Mercado vê efeitos incertos sobre ativos de risco
As reações à intervenção foram mistas. O economista Mohamed El-Erian afirmou que a nova abordagem de Washington vincula seu sucesso ao alinhamento de Tóquio entre formuladores de política-chave, incluindo o Banco do Japão, o Ministério das Finanças e o gabinete do primeiro-ministro.
Washington assumiu uma estratégia que agora depende de ações coordenadas de política em Tóquio, o que torna os resultados futuros mais difíceis de prever.
No setor de criptomoedas, observadores demonstraram incerteza sobre os efeitos de longo prazo dessas intervenções.
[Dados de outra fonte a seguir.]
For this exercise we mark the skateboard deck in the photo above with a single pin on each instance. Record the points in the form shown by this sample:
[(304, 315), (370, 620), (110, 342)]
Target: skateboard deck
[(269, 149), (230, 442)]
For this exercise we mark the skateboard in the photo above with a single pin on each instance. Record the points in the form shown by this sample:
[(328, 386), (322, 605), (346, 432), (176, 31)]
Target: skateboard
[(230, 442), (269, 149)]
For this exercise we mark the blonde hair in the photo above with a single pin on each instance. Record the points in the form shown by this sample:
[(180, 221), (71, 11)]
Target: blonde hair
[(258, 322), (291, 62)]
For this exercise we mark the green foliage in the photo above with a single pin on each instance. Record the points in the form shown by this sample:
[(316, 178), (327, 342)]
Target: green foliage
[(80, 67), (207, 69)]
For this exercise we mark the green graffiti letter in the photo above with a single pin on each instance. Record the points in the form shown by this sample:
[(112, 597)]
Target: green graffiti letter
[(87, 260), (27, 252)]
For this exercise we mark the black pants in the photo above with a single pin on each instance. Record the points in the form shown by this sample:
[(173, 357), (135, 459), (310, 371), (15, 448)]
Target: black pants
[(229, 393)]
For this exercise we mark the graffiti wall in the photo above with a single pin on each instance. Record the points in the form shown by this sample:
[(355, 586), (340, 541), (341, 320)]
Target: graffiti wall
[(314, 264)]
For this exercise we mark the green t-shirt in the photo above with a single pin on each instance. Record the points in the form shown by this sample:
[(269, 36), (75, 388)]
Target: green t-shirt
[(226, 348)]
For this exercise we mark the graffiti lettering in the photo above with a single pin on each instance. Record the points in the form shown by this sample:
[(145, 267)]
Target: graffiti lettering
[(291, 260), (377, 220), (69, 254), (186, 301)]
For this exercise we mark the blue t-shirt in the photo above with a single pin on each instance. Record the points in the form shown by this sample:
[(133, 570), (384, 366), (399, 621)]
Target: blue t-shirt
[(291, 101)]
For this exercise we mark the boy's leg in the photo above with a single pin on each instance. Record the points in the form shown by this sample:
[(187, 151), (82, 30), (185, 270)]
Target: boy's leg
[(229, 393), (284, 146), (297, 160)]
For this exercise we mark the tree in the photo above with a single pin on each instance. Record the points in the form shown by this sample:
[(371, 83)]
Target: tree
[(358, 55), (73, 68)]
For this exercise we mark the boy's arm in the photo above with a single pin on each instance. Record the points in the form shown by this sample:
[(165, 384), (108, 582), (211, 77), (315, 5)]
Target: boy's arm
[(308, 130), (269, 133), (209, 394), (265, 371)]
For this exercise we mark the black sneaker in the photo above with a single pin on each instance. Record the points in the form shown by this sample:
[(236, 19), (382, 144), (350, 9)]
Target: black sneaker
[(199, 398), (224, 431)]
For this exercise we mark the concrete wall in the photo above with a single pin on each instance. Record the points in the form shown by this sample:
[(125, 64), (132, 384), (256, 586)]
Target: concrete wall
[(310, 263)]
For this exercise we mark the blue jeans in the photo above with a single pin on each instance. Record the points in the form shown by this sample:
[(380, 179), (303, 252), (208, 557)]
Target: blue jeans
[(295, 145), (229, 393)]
Alguns avaliam que as medidas podem beneficiar de forma indireta a tese de alta do Bitcoin. Ainda assim, o impacto final pode depender da desmontagem do yen carry trade e da evolução da política fiscal japonesa.
Por fim, a alta dos rendimentos dos títulos públicos do Japão indica uma transição importante de política econômica. Assim, o financiamento baseado em iene se torna menos atraente. À medida que investidores domésticos realocam recursos de volta ao Japão, o risco de nova reversão do carry trade pode crescer, apertando a liquidez nos mercados globais. Tanto os mercados tradicionais quanto os de ativos digitais seguem atentos a esse quadro, enquanto Japão e EUA tentam equilibrar estabilidade cambial e saúde financeira.
Entre as referências institucionais citadas no contexto da medida está o mecanismo FIMA repo do Federal Reserve, usado para oferecer liquidez em dólares a autoridades monetárias estrangeiras sem exigir a venda direta de Treasuries.